# Cherokee plow mounts



## KEC Maintaince (Jan 1, 2011)

Does Fisher or Boss make a plow/mount for a 1990 cherokee????
or is meyer the only one still making them with their

MeyerTMP 6.5
Meyer tm 6.5 

Moldboard Part # - MB TMP 6.5 POLY
11275 
Lift Frame - LIFT FRM 2-MTR EZ CLASS (10')
18062 
Mounting Carton - MTG JEEP XJ 4W 82-96
15988 
Hyraulic Carton - HYD E58H PA 12V 1.5X10 PGRP
07550 
Light Carton - LIGHT SET NITE SABER 2


----------



## MLG (Nov 19, 2000)

You could consider fabricating a plow mount, or adapting a standard Meyer or other plow frame to fit your vehicle. I've fabricated custom plow mounts in the past. They are fun, but also take a lot of work. However, the guy who made the plow mount for my cherokee took a different approach that I hadn't seen before. It was a much simpler fabrication method and really a stoke of genious in terms of simplicity as I looked it over. 

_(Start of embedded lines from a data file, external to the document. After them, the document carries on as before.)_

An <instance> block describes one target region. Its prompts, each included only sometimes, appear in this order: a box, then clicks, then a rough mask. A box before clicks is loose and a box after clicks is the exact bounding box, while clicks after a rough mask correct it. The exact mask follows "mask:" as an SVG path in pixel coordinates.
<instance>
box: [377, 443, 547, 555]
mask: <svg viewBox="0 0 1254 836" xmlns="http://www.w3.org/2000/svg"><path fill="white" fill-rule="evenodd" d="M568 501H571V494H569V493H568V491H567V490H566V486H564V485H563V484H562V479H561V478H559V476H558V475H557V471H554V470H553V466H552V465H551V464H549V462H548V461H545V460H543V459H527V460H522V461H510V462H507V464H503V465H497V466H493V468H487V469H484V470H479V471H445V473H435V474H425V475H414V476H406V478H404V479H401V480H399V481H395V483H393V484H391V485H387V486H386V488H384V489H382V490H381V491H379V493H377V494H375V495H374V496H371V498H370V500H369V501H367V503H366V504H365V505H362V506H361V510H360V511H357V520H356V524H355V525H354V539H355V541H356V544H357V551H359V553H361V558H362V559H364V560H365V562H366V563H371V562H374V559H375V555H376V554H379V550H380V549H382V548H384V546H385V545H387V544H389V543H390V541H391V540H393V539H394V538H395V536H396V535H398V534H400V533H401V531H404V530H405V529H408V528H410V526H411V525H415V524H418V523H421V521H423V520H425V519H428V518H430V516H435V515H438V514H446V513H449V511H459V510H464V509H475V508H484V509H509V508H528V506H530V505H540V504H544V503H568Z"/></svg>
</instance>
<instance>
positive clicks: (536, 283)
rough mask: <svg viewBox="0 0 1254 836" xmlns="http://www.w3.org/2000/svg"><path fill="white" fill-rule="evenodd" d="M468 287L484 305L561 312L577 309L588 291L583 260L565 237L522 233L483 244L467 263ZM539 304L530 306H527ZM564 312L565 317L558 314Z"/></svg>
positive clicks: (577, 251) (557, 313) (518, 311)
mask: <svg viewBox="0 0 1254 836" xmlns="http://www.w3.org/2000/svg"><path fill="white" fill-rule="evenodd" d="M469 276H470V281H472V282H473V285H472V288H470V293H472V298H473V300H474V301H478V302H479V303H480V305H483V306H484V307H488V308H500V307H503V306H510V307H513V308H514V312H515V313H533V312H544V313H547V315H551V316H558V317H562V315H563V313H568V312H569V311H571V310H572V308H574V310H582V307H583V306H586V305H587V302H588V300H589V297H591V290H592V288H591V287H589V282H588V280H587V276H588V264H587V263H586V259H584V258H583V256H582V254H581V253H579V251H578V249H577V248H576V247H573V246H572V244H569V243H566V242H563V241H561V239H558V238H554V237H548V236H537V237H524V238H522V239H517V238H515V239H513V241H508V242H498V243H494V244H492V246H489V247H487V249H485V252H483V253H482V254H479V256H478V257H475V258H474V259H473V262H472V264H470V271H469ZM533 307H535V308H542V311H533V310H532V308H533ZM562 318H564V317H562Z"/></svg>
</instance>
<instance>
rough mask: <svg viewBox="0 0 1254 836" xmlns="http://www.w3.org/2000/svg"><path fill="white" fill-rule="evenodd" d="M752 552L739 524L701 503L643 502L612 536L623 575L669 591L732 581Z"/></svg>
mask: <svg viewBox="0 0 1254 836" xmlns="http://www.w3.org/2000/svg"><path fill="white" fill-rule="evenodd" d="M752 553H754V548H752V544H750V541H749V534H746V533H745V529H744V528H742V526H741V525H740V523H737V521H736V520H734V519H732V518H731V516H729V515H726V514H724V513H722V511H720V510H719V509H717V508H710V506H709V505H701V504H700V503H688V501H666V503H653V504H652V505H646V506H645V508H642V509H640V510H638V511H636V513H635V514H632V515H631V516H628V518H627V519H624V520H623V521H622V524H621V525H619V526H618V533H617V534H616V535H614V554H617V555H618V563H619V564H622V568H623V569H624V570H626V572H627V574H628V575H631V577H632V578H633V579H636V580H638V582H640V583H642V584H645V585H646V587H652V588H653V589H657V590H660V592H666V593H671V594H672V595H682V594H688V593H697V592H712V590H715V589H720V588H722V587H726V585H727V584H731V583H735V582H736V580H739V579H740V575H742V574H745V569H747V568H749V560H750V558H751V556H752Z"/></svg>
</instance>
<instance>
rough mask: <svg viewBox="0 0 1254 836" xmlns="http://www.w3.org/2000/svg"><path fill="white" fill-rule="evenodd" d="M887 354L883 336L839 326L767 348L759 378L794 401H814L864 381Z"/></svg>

What he did was take a bunch of steel plates about 3/8" thick x 3" x 8" and welded them together in an overlapping fashion to make the main arms that join the lower frame (the angle Iron part with the U shaped items that the plow attaches to) to the upper part which was some channel iron attached to the sides of the frame (behind the bumper). Then he just re-pourposed the standard Meyer horseshoe shaped upper surround that Meyer has been making for years. That part could have come off any Meyer plow built in the 70's and 80's. But using the plates I thought was a genious idea. It allowed him to overlap the plates and clamp them together as needed and then he just welded them together. It must have saved him many, many hours of fabrication time. As for strength, the Jeep has been used for plowing snow for many years. It's plenty strong.

Just thought I'd pass the tip along. If you can't find the mount you are looking for, this might be a viable way to go. Good luck.


----------



## theplowmeister (Nov 14, 2006)

Yes fisher makes plow mounts for all trucks made i the last 40 years


----------



## theplowmeister (Nov 14, 2006)

No fisher stopped making that plow mount.


----------



## Mems (Dec 19, 2009)

I am on my way to making a "better" plow mount than I currently have due to wanting more ground clearance. I have a meyer and I used an old style YJ plow frame and custom made some mounting "tabs" to the frame up front and then it sections back under the axle and then ties into the lower control mount. The pump is located on the standard upper mount with the lights and that is has been mounted to two flat pieces of 1/2" stock and mounted where one would normally put a winch mount.

My new mount with be exactly the same for the top pump piece. The new lower will have two pieces of 1/2" thick sheet metal that will mount to the side of the frame and extend downward towards the ground. The sheet is 9" wide by 12"'s tall. There will be two of them extending downward from the frame on either side of the vehicle, on the outside of the frame. Mine would be a bit bigger due to the 4 inch lift I have in my jeep. I will then weld in a piece of 2x4 that is 3/16 between the two pieces. This is be the mounting point for my meyer bracket where the plow fingers slip into. I will bolt on this meyer mounting bracket so that I can remove it one day if this doesnt work out but i dont see how it wont. This will allow me a little better articulation under the axle due to not having anything under it plus a little less weight. This mount will be just as low but I have thoughts of using large "pins" from Tractor supply to mount and dismount the meyer mount to the frame. Ill be working on this today and hope to have it up and running within the next few days. Ill post pics.


----------



## MLG (Nov 19, 2000)

Yeah, that sounds like it'll be pretty rugged.


----------